A photo taken during examination under anesthesia showing a massive vulval mass.

Notes: Lesions are hemorrhagic (A), necrotic (B), and friable (C).

She was referred to oncologists for chemotherapy. She went into preterm labor and was delivered by cesarean section. Unfortunately, the baby had died while receiving corticosteroid therapy for fetal lung maturation. The baby’s birth weight was 1,300 g. No postmortem examination for the baby was done. She had wound sepsis, which was treated with intravenous broad-spectrum antibiotics. Postoperatively she recovered well.

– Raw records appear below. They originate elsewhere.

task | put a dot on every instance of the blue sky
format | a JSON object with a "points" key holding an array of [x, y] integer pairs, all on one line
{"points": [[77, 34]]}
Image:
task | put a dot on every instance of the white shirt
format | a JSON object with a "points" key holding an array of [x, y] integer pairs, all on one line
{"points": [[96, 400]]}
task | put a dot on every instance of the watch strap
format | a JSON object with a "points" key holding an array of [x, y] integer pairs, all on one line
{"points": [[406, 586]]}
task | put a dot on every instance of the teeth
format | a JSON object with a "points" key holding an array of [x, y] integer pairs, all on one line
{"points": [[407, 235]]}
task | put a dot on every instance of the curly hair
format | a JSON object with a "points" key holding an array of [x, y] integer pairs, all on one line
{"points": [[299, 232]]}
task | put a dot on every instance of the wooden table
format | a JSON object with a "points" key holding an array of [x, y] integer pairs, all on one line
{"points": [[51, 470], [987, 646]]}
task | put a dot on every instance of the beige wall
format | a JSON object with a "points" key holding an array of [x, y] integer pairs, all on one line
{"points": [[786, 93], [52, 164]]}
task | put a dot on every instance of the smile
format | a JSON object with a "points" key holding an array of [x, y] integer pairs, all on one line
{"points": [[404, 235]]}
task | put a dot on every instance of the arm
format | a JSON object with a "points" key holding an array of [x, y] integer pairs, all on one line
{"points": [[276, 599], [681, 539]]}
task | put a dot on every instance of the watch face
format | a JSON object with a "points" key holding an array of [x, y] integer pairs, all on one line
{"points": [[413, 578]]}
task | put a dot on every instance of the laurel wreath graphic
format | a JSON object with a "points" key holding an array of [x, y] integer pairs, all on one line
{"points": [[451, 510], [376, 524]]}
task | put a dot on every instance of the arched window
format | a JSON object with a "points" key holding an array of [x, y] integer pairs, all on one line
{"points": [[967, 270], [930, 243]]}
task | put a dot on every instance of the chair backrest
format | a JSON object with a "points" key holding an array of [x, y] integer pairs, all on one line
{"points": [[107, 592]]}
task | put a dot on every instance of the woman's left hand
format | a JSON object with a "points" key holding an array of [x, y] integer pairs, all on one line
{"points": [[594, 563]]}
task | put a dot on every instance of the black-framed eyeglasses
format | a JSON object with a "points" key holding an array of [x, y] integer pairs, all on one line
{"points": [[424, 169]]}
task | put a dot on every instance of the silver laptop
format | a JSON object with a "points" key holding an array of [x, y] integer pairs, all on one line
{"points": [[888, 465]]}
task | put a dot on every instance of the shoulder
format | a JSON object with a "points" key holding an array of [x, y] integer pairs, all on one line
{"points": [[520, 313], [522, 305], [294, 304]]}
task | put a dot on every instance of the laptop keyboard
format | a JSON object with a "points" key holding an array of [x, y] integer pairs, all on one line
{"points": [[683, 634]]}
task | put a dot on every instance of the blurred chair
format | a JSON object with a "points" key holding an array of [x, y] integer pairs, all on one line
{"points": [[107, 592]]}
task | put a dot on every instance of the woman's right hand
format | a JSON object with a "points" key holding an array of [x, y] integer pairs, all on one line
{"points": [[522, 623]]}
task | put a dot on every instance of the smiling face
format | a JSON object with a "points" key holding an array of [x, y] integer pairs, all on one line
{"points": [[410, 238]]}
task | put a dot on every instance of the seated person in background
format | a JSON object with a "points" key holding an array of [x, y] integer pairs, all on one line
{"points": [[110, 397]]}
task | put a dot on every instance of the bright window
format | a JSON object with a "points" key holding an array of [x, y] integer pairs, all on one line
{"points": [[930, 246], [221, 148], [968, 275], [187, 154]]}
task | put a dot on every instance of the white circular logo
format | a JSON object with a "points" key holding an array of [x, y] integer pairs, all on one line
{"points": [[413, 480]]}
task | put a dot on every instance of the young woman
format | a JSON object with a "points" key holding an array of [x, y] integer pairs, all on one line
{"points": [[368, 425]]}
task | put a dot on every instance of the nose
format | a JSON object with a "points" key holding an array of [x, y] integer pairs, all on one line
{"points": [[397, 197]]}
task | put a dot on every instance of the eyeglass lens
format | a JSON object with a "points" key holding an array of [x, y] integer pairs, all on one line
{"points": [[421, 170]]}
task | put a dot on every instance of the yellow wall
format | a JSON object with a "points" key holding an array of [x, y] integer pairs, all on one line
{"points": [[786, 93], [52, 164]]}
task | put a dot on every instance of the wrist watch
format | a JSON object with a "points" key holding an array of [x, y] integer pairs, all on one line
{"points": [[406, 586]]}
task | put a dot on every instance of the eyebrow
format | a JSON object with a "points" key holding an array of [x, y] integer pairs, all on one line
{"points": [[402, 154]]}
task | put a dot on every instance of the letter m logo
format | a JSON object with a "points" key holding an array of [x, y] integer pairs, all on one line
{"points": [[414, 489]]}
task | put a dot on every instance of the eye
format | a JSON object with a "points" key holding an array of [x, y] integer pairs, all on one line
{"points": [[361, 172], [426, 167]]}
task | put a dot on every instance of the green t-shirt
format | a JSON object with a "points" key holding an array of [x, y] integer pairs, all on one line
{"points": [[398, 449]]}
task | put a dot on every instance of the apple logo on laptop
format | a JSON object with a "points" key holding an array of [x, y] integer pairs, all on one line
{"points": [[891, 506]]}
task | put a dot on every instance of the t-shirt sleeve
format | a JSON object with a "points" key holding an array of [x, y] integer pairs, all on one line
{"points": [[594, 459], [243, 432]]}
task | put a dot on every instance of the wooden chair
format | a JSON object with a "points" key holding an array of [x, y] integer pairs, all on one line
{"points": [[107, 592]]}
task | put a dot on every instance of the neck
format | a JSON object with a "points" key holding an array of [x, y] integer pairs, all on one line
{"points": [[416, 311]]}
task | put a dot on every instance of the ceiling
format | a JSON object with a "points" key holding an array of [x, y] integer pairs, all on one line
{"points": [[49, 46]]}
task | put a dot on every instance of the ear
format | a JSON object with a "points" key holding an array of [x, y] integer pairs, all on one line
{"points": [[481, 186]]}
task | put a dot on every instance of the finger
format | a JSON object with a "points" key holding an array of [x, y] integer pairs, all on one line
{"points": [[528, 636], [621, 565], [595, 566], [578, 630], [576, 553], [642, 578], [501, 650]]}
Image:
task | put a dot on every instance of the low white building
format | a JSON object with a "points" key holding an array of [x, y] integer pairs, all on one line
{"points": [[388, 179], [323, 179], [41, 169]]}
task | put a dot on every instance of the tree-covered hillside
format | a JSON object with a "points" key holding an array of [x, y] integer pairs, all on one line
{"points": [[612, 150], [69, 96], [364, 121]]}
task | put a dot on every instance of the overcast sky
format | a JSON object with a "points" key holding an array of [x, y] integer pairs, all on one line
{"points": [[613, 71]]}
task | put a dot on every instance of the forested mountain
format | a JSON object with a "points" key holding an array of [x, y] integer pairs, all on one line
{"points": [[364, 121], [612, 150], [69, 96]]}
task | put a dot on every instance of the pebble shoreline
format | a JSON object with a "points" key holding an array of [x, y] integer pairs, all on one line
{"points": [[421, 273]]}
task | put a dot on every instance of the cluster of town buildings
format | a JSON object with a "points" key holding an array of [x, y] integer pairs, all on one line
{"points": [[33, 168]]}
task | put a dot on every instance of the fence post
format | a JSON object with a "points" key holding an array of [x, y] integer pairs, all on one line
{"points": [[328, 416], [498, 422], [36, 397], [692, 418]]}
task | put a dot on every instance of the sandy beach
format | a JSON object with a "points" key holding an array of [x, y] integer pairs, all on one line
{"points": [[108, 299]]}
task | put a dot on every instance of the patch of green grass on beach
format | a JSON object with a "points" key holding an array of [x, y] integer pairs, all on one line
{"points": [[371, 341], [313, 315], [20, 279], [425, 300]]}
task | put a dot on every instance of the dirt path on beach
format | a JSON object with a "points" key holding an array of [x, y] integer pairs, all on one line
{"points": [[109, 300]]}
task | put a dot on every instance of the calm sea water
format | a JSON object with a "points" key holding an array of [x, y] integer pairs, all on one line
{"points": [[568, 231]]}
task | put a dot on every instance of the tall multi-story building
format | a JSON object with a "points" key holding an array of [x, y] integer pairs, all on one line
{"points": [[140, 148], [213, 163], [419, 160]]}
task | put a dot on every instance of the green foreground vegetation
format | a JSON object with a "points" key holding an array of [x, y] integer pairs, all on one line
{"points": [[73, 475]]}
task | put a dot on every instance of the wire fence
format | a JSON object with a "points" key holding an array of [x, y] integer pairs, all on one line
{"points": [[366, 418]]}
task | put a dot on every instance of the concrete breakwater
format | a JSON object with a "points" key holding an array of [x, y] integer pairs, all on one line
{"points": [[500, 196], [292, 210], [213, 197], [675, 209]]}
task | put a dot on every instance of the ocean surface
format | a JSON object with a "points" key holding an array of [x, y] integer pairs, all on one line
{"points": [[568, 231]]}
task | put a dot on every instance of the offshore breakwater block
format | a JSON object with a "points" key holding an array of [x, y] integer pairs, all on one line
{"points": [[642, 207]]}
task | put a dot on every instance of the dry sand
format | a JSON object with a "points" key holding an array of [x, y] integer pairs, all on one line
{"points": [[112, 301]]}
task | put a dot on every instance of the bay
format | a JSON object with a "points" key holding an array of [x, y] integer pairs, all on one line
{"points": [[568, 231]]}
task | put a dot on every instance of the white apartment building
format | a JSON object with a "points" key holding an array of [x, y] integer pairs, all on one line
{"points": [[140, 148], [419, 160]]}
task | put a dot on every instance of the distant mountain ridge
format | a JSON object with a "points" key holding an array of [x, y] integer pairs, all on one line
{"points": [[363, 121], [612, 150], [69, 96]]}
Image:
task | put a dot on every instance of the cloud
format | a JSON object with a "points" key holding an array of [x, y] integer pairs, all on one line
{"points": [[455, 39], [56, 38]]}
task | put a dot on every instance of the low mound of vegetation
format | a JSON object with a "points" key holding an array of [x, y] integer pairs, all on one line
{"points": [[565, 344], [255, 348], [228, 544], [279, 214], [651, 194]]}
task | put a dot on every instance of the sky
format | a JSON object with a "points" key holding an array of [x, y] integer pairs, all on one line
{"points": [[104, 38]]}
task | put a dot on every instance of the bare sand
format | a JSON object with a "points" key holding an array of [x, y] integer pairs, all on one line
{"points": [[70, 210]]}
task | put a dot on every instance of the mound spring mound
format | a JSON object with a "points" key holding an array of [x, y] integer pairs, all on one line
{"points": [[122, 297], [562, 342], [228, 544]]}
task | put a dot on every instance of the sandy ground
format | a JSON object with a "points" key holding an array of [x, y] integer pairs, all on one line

The histopathological report described “proliferating vasoformative spindle cells with red cell extravasation exhibiting a sieve-like pattern, features consistent with Kaposi’s sarcoma”. There are no facilities for testing for herpes virus 8 in this low-resourced setting. The placenta did not undergo virology or histological testing. The patient was referred to oncologists for chemotherapy, where is undergoing their care. Written informed consent was obtained from the patient.

Discussion

Kaposi’s sarcoma causes significant morbidity from mucocutaneous involvement and mortality from complications of visceral sites of disease such as the gastrointestinal tract and liver.1 In pregnancy, it compromises both maternal and fetal health, leading to poor or adverse outcomes.

Kaposi’s sarcoma has been described in pregnancy to be occurring in the lung5,6 and trachea.7 It can present as skin lesions, lymphadenopathy, or respiratory compromise.5–7 There have been rare cases of HIV-seronegative patients with Kaposi’s sarcoma.8

The treatment for Kaposi’s sarcoma is chemotherapy, and the tumor is potentially responsive.6 Patients with advanced disease such as widespread mucocutaneous disease, lymphedema, and visceral involvement are treated most effectively with cytotoxic agents.1 Cytotoxic agents used include a combination of doxorubicin, bleomycin, and vinblastine, which have been given during pregnancy, resulting in a live growth-restricted baby.9 Conservative management has also been described with good outcomes.10 A rare case of Kaposi’s sarcoma in a 2-week-old infant born to a mother with Kaposi’s sarcoma/AIDS has been reported in the literature.11 Kaposi’s sarcoma in an HIV-seropositive patient presenting as a massive vulval mass in pregnancy complicates the pregnancy, even further affecting the vaginal mode of delivery. A cesarean section being done with a dirty vulva risks complicating with sepsis as happened in this case.

Conclusion

Kaposi’s sarcoma can occur in pregnancy in both seropositive and seronegative patients. Therefore, any suspicious lesions must have early recourse to a biopsy to obtain histopatho-logical diagnosis and early treatment. Kaposi’s sarcoma causes significant fetal and maternal health complications. In low-resourced settings, when the clinician is faced with a heavy disease burden, with little recourse to advanced medical equipment, the only target remains to prevent maternal morbidity and mortality.